Categories: 7, Review, World Fiction

Currently Reading and etc.

February 19, 2008 Leave a comment

The Great Gatsby by F. Scott Fitzgerald.

Also recently purchased/borrowed, soon to arrive and be read:

  • Gardens of Water by Alan Drew
  • Let the Northern Lights Erase Your Name by Vendela Vida
  • Then We Came to the End by Joshua Harris
  • more of Sharon Shinn’s works
  • some nice picture books about princesses

Also I recently watched:

  • Stardust, which I loved and watched again last night.
  • Doctor Zhivago, which I liked.
  • A marathon of Joss Whedon’s Firefly which was pretty entertaining.
  • A marthon of Heidi Klum’s Project Runway, also fairly entertaining.
Categories: Books, Movies, TV Shows

The Blood of Flowers by Anita Amirrezvani

February 18, 2008 Leave a comment

COVER The Blood of Flowers by Anita AmirrezvaniRating: 7 out of 10
Summary: In Iranian-American Amirrezvani’s lushly orchestrated debut, a comet signals misfortune to the remote 17th-century Persian village where the nameless narrator lives modestly but happily with her parents, both of whom expect to see the 14-year-old married within the year. Her fascination with rug making is a pastime they indulge only for the interim, but her father’s untimely death prompts the girl to travel with her mother to the city of Isfahan, where the two live as servants in the opulent home of an uncle—a wealthy rug maker to the Shah. The only marriage proposal now in the offing is a three-month renewable contract with the son of a horse trader.

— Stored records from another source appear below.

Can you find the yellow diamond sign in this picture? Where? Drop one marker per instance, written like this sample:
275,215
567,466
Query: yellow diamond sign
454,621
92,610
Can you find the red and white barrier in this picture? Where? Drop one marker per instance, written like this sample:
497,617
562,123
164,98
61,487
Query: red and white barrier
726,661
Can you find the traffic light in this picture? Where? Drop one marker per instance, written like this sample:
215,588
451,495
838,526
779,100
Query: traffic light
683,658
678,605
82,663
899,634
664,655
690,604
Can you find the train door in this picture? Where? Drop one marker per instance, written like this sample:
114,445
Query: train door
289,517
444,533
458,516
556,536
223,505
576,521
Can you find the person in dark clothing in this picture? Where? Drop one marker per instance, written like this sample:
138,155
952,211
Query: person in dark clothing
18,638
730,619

Teetering on poverty and shame, the girl weaves fantasies for her temporary husband’s pleasure and exchanges tales with her beleaguered mother until, having mastered the art of making and selling carpets under her uncle’s tutelage, she undertakes to free her mother and herself. With journalistic clarity, Amirrezvani describes how to make a carpet knot by knot, and then sell it negotiation by negotiation, guiding readers through workshops and bazaars.

Commentary: I’ve read so many novels recently about Muslim women fighting to make their way in the world. This is probably the third I’ve read of the like in the past few months or so–the first being A Thousand Splendid Suns by Khaled Hosseini, and the second being The Moonlit Cage by Linda Holeman. All three dealt with difficult situations brought upon the women by their fathers, whether it’s because the father has died, or refuses to acknowledge the girl as his (illegitimate) child.

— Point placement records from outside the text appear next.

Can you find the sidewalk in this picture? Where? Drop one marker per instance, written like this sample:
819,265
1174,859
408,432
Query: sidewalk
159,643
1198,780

The Blood of Flowers was an entertaining novel. I quite liked the main character–she was very realistic, hardworking yet prone to make bad decisions at times, like any normal teenager.

The most interesting thing I learned was the existence of the practice of sigheh in Muslim culture. A sigheh is a temporary marriage. The participants (and any legal guardians if the woman is a virgin) decide how long this marriage will last and at the end of this predetermined time period, the marriage automatically dissolves. I did a little research later and found that in Shi’a Islam (which is what majority of Iran is) practice this as a legal form of marriage–in Sunni Islam, it’s illegal. More information about sigheh here.

In the novel, the protagonist enters into a sigheh because of the dire financial situation she and her mother are in. She’s paid to have sex with her “husband,” turning the marriage into a thinly veiled form of prostitution. She must please Feyerdoon, her husband, in order to have him agree to renew the contract again after three months, and continue to provide money for her and her mother. The nameless narrator grows desperate after awhile when she notices that Feyerdoon is losing interest to her–this culminates in an interesting trip to a healer, the giving out of advice, and in the end, a more interesting sex life.

However, the marriage is only about sex–Feyerdoon eventually gets married to a “legitimate wife”, and our protagonist is tossed to the side, “used” and completely unmarriageable now that she is no longer a virgin. Eventually she and her mother are tossed out of her uncle’s house into the streets, and this is where the novel gets a little more interesting.

The history and details about traditional carpet-making in old Iranian Persia was pretty cool. The brief little stories from the narrator’s mother were fun as well and served as nice allegories for whatever was going on in her life right then.

Nothing extraordinary, but pretty good novel.